Aunque también jugamos, contra toda lógica, porque nos lo ocultan nuestras propias autoridades sanitarias, aquellas que precisamente tienen la obligación de vigilar, controlar y, sobre todo, prohibir todo aquello que afecta negativamente a la salud pública. Son ellas las que deberían defendernos y evitar que seamos sometidos a este criminal juego. Pero, por desgracia, en la actualidad dichas autoridades están casi siempre en manos del poder económico y de quienes lo manejan. Incluso no es raro ver determinados funcionarios trabajando alternadamente para las empresas que producen los compuestos y para los organismos públicos que los deberían controlar.

Sin embargo, también participamos en este juego porque nos engañan. Nos mienten sobre el verdadero significado de la ciencia y sobre algo tan importante como es el principio de precaución. Para empezar, intentan hacernos creer que los estudios pagados por las grandes empresas, muchas veces auténticos ejercicios de anticiencia, sólo por el hecho de ser realizados en laboratorios con máquinas muy caras y sofisticadas arrojan necesariamente verdades científicas incuestionables. Por el contrario, si un científico independiente y con menos dinero prueba otra cosa, rápidamente se le desautoriza, se le ataca o incluso se le hace perder su empleo. Como es evidente, nada de esto tiene que ver con la ciencia.

Por otra parte, el principio de precaución determina que para que un compuesto pueda ser comercializado primero debe demostrar de forma positiva que no tiene ningún efecto sobre la salud. Y tampoco podrá seguir produciéndose si posteriormente surge alguna duda, por mínima que sea, en relación a sus posibles efectos. No obstante, en la actualidad este principio se incumple por completo. A las empresas no se las obliga a presentar estudios que demuestren que los compuestos no afectan a la salud. Únicamente se las obliga a presentar estudios que afirmen que no han hallado ninguna relación. Es decir, no se las obliga a demostrar la inexistencia de esa relación, sino simplemente a decir que no la han encontrado, o bien que no han querido encontrarla.

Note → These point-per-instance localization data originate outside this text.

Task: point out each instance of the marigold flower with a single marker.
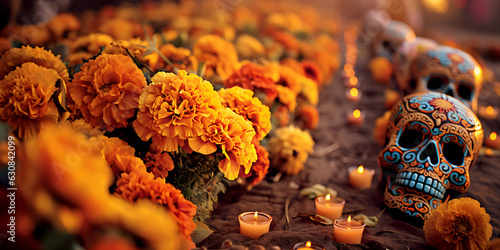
(107, 90)
(259, 168)
(174, 108)
(234, 135)
(27, 101)
(458, 224)
(15, 57)
(56, 178)
(251, 76)
(308, 116)
(147, 224)
(158, 163)
(287, 97)
(119, 155)
(289, 149)
(63, 24)
(134, 186)
(249, 47)
(218, 54)
(242, 102)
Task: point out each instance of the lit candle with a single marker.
(492, 141)
(360, 177)
(254, 224)
(356, 117)
(329, 207)
(308, 246)
(488, 112)
(348, 231)
(353, 94)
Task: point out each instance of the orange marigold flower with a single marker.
(27, 100)
(249, 47)
(309, 116)
(458, 224)
(15, 57)
(289, 149)
(145, 224)
(219, 55)
(259, 168)
(158, 163)
(119, 155)
(174, 108)
(287, 97)
(107, 90)
(134, 186)
(65, 179)
(242, 102)
(251, 76)
(181, 58)
(63, 24)
(233, 134)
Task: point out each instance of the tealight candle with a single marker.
(329, 207)
(356, 117)
(360, 177)
(348, 231)
(254, 224)
(353, 94)
(308, 246)
(492, 141)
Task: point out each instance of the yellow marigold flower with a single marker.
(119, 155)
(242, 102)
(458, 224)
(249, 47)
(174, 108)
(233, 134)
(158, 163)
(63, 24)
(134, 186)
(259, 168)
(107, 90)
(65, 179)
(149, 225)
(219, 55)
(15, 57)
(27, 100)
(289, 149)
(287, 97)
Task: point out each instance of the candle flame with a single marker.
(356, 113)
(493, 136)
(353, 80)
(361, 169)
(354, 92)
(489, 110)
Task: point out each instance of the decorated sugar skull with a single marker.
(447, 70)
(432, 141)
(393, 34)
(404, 56)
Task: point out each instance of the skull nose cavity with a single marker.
(429, 154)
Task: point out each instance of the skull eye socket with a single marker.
(413, 134)
(464, 91)
(437, 82)
(453, 149)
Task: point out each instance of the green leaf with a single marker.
(201, 232)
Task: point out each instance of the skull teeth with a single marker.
(421, 182)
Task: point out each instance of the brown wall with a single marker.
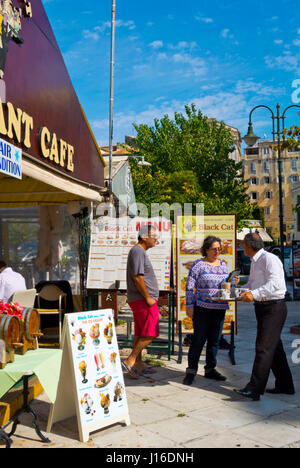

Y peor aún, si un estudio independiente levanta luego dudas sobre un determinado compuesto, las autoridades, en vez de poner en cuarentena el producto, lo que hacen es poner en cuarentena ese estudio y esas dudas. Es decir, se pone en cuarentena el propio principio de precaución y la propia ciencia.

No, en realidad todo esto no es ningún juego. No deberíamos resignarnos por más tiempo a ser las víctimas silenciosas, las involuntarias cobayas del lucrativo negocio de unos pocos. No deberíamos dejar por más tiempo que nos mantengan en la ignorancia, que nos oculten la información, que nos desprotejan o que nos engañen. No deberíamos permitir que jueguen con nosotros y con nuestra vida. Y sobre todo, no deberíamos olvidar que tenemos todo el derecho del mundo a nuestra salud, a la salud de todos, a una salud universal que siempre, sin excepción, en todo momento debe ganar.